2.5. Post-randomization

Tobacco abstinence was determined at each weekly visit starting with week two after randomization by subject self-report and biochemically-confirmed using urine cotinine (Benowitz et al., 2002). A physical examination was performed at the end of the medication phase (week 12) or at any visit at which subjects indicated they wanted to discontinue study participation. In order to determine the adequacy of blinding procedures, subjects were asked to state if they thought they were on active medication or placebo.

2.6. Study End Points

The primary endpoint was the biochemically-confirmed point-prevalence tobacco abstinence rate at end-of-treatment (12 weeks), defined as the self-reported tobacco abstinence in that last 7 days confirmed by a urine cotinine of < 50 ng/mL. Prolonged abstinence was also assessed and defined as no tobacco use following a two-week grace period after the TQD. Continuous abstinence was defined as no tobacco use following the TQD. Point-prevalence, prolonged, and continuous abstinence rates were also analyzed at weeks 24 and 52.

Additional endpoints included nicotine withdrawal, craving, and changes in mean body weight. Nicotine withdrawal and craving were determined from the daily diaries and body weight changes were determined for all subjects meeting criteria for prolonged tobacco abstinence at week 12.

2.7. Measures of Withdrawal and Craving

Subjects were asked to keep a daily diary to record symptoms of nicotine withdrawal. Daily diaries were distributed weekly starting at the baseline visit and returned at each weekly study visit through week 12. The daily diary included the Minnesota Nicotine Withdrawal Scale [MNWS] (Hughes, 1998; Hughes and Hatsukami, 1986). The MNWS assesses depression, insomnia, irritability/frustration/anger, anxiety, difficulty concentrating, restlessness, and increased appetite. Tobacco craving was also collected and modified for ST users by replacing “desire to smoke” with “desire to use tobacco.” Symptoms were rated on a 5-point Likert scale ranging from 0 (not present) to 4 (severe).

2.8. Adverse Events

All observed and self-reported adverse events were documented on case report forms and followed up until resolution or end of study.

2.9. Statistical Analyses

The sample-size for the current study was determined for the primary endpoint of 7-day point-prevalence tobacco abstinence for week 12 (end-of-treatment). From a pilot study, we observed a tobacco abstinence rate of 44% at the end of 12 weeks of medication for ST users receiving bupropion SR compared to 26% for subjects receiving placebo (Dale et al., 2002). Based on these preliminary data, we hypothesized that the 7-day point-prevalence tobacco abstinence rate at the end of the medication phase would be 26% for the placebo group. Using this assumption, we determined that a sample size of 220 subjects (110 placebo, 110 bupropion SR) would provide statistical power of 80% to detect an end-of-treatment abstinence rate of 44% or greater for the bupropion SR group (using a two-sided, α = 0.05 level test).
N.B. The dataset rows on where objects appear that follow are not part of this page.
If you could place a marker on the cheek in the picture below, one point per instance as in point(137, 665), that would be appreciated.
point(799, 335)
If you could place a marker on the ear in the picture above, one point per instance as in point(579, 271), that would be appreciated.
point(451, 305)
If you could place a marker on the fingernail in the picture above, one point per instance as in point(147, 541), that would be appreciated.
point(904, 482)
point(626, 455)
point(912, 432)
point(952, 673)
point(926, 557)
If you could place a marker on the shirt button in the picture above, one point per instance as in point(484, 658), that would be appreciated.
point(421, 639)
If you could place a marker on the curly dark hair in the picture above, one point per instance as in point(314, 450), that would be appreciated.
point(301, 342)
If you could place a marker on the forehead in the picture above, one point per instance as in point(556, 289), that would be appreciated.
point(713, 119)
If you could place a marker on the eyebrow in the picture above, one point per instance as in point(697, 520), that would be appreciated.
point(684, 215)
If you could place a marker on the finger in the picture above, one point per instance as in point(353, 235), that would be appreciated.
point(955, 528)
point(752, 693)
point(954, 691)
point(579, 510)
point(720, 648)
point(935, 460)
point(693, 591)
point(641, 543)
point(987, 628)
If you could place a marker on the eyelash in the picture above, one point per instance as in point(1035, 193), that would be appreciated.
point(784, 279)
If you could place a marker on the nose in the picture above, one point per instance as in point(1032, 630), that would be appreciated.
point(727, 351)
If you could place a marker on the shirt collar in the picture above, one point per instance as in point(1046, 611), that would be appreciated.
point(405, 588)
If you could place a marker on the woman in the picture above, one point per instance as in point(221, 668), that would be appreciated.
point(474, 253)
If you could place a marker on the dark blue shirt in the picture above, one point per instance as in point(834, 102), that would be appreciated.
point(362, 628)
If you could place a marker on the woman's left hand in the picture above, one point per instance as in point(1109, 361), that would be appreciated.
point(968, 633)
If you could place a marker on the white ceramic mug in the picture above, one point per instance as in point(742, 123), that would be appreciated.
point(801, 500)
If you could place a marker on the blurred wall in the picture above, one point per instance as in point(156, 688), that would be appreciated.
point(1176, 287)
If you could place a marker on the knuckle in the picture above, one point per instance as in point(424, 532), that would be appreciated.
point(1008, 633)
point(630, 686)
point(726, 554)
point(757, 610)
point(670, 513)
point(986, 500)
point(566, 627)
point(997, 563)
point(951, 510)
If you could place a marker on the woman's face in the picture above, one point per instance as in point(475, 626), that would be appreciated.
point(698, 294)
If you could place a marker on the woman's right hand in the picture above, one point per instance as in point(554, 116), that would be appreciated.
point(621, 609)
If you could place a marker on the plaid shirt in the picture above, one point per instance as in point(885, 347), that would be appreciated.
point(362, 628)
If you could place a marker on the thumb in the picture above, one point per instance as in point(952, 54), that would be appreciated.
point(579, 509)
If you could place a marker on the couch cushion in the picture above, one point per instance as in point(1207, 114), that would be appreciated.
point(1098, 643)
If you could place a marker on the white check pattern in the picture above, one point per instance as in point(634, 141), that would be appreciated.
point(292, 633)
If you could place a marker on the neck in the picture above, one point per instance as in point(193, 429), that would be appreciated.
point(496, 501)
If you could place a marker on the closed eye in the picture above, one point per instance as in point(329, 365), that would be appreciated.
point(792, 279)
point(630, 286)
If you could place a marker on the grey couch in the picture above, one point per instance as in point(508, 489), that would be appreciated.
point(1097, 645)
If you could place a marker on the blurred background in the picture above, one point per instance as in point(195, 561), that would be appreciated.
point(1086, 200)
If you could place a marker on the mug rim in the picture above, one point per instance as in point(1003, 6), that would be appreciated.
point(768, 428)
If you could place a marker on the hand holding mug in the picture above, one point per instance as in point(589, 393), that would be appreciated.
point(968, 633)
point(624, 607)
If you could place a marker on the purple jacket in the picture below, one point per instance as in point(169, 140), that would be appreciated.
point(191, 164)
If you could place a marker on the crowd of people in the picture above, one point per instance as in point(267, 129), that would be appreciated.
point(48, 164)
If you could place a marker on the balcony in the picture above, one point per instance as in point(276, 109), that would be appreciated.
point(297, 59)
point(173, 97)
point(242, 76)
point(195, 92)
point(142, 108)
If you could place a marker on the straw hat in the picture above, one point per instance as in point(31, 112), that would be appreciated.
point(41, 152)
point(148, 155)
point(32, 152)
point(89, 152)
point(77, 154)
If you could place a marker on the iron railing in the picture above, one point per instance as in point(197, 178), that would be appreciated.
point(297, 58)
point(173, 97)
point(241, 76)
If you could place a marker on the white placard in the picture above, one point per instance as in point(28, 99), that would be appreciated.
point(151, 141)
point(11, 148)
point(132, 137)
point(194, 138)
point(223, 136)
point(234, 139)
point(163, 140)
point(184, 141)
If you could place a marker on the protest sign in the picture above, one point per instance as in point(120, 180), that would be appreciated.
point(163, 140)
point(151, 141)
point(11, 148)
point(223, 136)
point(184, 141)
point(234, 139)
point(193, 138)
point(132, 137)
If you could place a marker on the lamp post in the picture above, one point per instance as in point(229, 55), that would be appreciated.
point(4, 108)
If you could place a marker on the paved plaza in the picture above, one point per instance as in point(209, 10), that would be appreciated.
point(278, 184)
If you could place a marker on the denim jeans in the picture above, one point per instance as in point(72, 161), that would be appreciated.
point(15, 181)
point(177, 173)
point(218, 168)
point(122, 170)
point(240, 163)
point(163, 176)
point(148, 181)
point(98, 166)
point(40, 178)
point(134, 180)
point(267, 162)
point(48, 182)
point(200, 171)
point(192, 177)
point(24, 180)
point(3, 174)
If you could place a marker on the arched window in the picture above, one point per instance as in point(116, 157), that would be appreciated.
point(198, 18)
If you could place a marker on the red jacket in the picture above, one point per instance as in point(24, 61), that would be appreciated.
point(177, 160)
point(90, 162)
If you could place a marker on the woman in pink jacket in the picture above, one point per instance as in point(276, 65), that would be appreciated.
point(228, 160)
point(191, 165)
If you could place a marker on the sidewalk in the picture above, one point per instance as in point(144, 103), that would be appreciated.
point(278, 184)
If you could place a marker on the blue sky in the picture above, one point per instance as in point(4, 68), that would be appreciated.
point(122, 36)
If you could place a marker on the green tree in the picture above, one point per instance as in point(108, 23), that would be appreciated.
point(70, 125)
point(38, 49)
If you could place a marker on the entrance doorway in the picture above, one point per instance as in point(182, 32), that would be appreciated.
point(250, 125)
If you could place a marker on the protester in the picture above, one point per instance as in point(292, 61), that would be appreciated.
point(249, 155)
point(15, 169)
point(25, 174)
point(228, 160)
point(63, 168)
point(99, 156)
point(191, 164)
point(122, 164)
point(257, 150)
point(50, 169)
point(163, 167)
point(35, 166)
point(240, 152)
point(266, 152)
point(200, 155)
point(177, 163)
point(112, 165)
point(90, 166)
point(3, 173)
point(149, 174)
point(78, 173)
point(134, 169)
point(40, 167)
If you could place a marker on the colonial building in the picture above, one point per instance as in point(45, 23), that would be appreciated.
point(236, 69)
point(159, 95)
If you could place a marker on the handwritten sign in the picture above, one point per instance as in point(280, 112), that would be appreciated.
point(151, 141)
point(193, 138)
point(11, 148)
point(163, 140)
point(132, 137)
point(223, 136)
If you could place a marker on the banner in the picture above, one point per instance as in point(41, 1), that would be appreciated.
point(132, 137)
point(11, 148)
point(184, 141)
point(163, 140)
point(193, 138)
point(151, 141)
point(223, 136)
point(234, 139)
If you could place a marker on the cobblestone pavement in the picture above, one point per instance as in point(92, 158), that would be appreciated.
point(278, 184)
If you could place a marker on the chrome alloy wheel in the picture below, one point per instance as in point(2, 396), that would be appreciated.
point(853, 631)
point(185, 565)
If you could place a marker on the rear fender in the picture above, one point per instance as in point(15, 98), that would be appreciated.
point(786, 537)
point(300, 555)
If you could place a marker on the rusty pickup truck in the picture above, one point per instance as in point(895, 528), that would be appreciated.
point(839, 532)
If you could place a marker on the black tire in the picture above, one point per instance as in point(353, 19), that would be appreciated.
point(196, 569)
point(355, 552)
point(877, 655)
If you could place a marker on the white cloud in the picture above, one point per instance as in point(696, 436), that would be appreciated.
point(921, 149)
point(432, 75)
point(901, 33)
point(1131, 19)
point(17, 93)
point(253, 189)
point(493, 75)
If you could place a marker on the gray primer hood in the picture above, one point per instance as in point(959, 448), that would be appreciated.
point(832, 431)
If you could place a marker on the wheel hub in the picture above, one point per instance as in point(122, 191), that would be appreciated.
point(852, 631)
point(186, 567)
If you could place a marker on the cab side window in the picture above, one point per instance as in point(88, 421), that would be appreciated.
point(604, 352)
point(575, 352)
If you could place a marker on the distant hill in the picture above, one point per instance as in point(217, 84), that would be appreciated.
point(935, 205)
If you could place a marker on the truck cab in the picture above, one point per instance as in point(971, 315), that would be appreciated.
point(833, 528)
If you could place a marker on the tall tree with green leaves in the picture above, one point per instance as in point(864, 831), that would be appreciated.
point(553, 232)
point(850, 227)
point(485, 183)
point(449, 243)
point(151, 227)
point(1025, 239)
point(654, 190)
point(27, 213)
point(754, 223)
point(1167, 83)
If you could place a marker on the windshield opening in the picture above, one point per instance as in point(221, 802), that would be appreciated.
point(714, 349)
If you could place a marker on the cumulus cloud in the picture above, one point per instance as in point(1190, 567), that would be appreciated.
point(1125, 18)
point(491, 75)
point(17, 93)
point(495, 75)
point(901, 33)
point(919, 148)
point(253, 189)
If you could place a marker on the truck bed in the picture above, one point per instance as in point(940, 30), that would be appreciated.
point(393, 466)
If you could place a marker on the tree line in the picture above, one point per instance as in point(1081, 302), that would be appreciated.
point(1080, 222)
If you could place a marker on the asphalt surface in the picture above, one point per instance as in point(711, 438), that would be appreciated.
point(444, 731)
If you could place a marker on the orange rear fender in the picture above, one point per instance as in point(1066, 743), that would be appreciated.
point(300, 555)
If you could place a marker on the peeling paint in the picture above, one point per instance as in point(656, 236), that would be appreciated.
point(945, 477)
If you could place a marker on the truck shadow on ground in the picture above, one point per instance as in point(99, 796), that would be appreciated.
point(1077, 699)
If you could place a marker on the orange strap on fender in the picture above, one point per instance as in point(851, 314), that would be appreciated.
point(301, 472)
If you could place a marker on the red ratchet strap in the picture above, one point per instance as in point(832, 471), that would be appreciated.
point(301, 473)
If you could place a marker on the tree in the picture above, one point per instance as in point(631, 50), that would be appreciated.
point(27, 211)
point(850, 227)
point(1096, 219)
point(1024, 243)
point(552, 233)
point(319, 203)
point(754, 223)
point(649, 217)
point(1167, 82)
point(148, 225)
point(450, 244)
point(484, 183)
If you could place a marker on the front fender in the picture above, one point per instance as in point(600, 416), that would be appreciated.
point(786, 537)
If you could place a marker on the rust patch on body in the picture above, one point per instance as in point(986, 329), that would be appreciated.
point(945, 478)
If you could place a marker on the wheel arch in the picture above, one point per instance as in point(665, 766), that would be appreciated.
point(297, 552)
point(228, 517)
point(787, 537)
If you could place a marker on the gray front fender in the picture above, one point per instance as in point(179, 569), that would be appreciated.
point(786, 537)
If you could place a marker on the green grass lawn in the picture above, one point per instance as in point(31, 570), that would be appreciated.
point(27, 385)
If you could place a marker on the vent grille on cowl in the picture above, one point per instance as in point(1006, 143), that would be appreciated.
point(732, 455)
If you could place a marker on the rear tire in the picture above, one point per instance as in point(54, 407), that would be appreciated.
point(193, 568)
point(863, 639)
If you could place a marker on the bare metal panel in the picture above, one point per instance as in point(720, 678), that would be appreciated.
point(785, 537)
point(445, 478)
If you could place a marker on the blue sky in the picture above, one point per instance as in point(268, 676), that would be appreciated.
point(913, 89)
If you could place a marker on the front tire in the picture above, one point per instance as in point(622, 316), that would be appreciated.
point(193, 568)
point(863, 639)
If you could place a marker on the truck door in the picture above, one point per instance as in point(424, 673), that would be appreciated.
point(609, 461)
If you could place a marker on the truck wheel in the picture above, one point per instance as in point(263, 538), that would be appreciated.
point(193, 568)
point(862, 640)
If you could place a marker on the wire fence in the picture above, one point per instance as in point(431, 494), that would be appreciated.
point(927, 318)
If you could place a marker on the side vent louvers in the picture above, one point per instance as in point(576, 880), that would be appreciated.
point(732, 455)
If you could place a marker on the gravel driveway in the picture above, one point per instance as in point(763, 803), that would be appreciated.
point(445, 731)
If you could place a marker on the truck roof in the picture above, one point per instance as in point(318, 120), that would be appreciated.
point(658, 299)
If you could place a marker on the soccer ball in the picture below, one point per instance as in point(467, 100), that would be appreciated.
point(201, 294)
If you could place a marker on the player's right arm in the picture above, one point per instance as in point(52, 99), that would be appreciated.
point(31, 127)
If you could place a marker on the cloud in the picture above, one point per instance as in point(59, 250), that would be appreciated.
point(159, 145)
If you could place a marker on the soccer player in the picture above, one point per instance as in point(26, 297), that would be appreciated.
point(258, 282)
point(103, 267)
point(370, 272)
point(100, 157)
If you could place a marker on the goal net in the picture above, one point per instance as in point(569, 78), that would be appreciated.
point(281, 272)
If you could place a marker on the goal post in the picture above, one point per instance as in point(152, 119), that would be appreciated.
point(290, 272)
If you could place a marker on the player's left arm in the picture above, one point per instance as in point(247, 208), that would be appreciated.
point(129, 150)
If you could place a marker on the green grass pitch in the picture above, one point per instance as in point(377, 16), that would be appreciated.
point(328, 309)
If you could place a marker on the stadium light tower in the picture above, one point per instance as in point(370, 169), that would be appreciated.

For tobacco abstinence endpoints, subjects who missed a visit or failed biochemical confirmation of tobacco abstinence were considered to be using tobacco for that visit. Tobacco abstinence endpoints were analyzed using logistic regression. The dependent variable for the primary analysis was the biochemically confirmed 7-day point prevalence tobacco abstinence at end-of-treatment (week 12), and the independent variables were treatment (bupropion SR vs placebo), study site (Minnesota vs West Virginia), and history of MDD (MDD vs no MDD). An initial analysis was performed which included the appropriate interaction terms to verify the assumption that the effect of bupropion SR was not dependent on study site and to test whether the effect of bupropion SR was dependent on a history of MDD. After confirming that there were no significant treatment-by-strata interaction effects, all subsequent analyses were performed with main effect terms for study site and history of MDD included as covariates. Odds ratios (ORs) and 95% confidence intervals (CIs) for bupropion SR vs placebo were calculated using the parameter estimates from this logistic regression model. Prolonged and continuous tobacco abstinence endpoints were also analyzed using similar logistic regression models. In addition, a repeated measures analysis was performed which included point prevalence tobacco abstinence outcomes for all post-TQD visits during the medication phase. Repeated abstinence outcomes were analyzed using Generalized Estimating Equations (GEEs) with a logit link function and robust variance estimates based on a first order autoregressive structure used to account for the correlation of repeated outcome assessments within individuals (Liang and Zeger, 1986).

Withdrawal symptoms and craving were assessed daily using the MNWS modified for ST users. Each symptom was scored by the subject as none (0), slight (1), mild (2) moderate (3), and severe (4). For analysis purposes, a composite withdrawal score was computed as the mean of the 7 individual withdrawal symptoms assessed. Craving (“desire to use tobacco”) was analyzed separately. The repeated measures of withdrawal and craving for the first 2 weeks following TQD were analyzed using GEEs. For these models, the explanatory variables were treatment group (bupropion SR vs placebo) and time. The time-by-treatment interaction effect was included to assess whether changes in withdrawal or craving over time differed between treatment groups. To supplement the repeated measures analyses, daily scores were compared between groups using the two-sample t-test.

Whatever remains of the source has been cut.